More than 5 years have passed since last update.

Unity ML Agent on Google Colab

Last updated at 2018-06-23Posted at 2018-06-23

Introduction

Recently I have been searching for an efficient way to test the RL agent on my local machine and just found the best environment, which is Google Colaboratory.
Basically, it is a google's academic research-oriented project and surprisingly they are providing free usage of K-80 GPU..... Who can deny this precious offer ......
Anyway, since I would like to try DQN, I have decided to do some research on the connectivity of google colab, because I wanted to connect the agent on my local to the plenty of computation resource of GPU.
So in this article, I will talk about the method how to connect your local to Google colab and also how to try out Unity ml-agent!
Oh, by the way, there is no reason to select ml-agent, i just though playing a 3D game with intelligent agent should be more fun.

Official Doc

Guess what,, they made incredibly good official doc already.. so just please follow that above!
Mind that the default runtime mode is set to host-machine on google server. So double-check the runtime every time you open the google colab!

Unity ml agent

Needless to say, Unity is originally a game engine and one of the best platform when you develop a quality 3/2D game!
But these days, they put much more effort the joint domain of DL and game.
And this ml-agent is one of their master piece!

official git repo

So, let's get started to talk about the procedure of using ml-agent.

get Unity
clone this repo
jump into this README
when it comes to the section of Setting up ML-Agents within Unity. the pic on the article is not my case... so this is how it looks to me.

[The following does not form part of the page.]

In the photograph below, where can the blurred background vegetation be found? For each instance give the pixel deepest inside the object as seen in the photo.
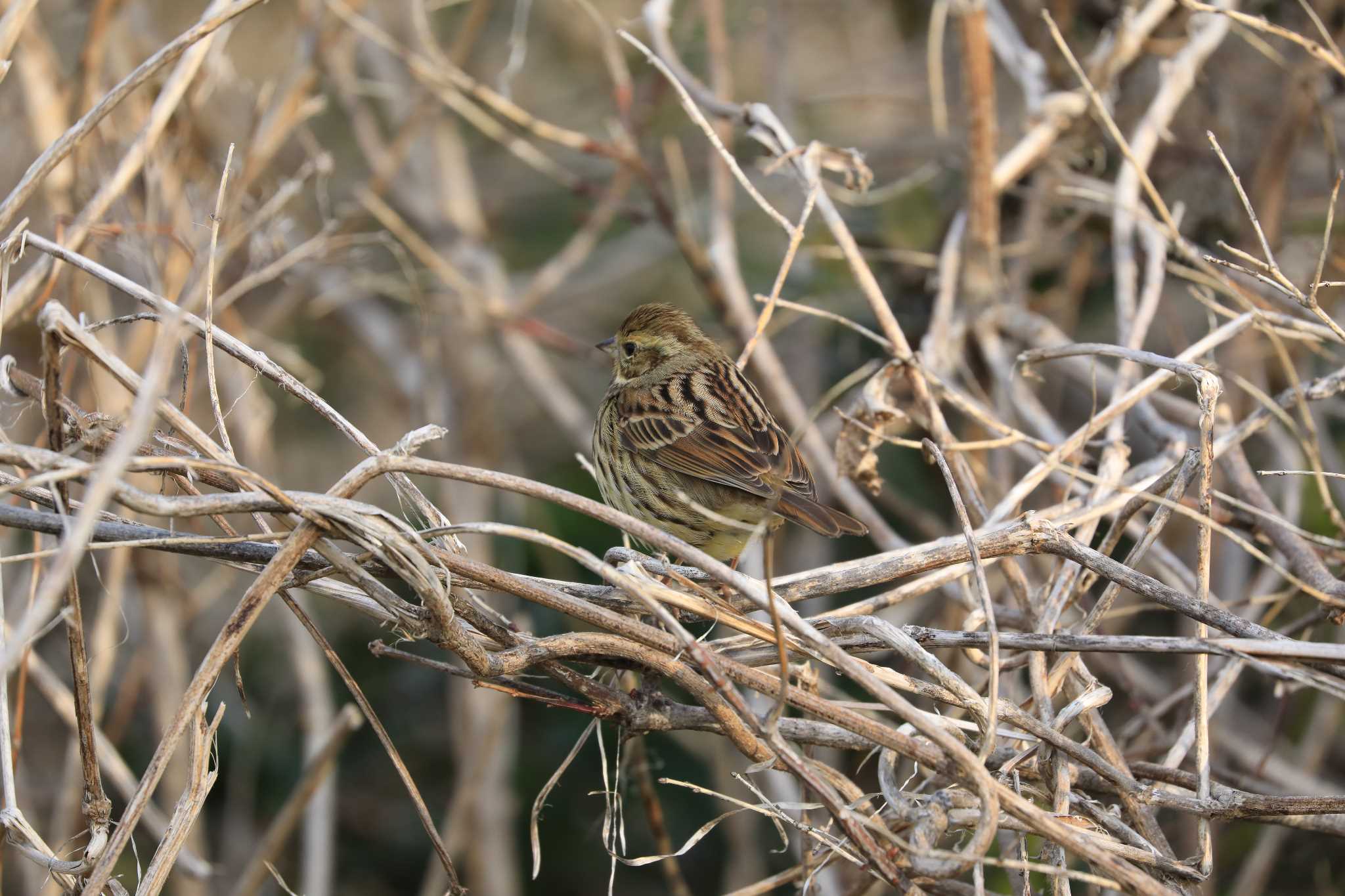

Also, they said that create new project within the unity-environment folder at the beginning though, as I went through it turned out that the distributed assets folder was not detected properly. so I did manually transfer the TensorFlowSharp plugin. so if this happens to you, please do this!
then proceed more, and after you actually run the python script python3 learn.py --run-id=<run-identifier> --train, you will be seeing the agents learning.
now, it's time to move on to use the precious free golden egg from Google. so please open the google colab connected your local as we prepared before.
then hit this command! !python3 learn.py --run-id=<run-identifier> --train.... lol that's it.

Warning

One thing I noticed is that the stop action of google colab is executed very first and does not wait the saving model function in our code on the line 282 in trainer_controller.py in unitytrainers directory.
So, first of all, please modify the code like

trainer_controller.py

            except KeyboardInterrupt:
                self._save_model(sess, steps=global_step, saver=saver)
                print('--------------------------Now saving model-------------------------')
                if self.train_model:
                    self.logger.info("Learning was interrupted. Please wait while the graph is generated.")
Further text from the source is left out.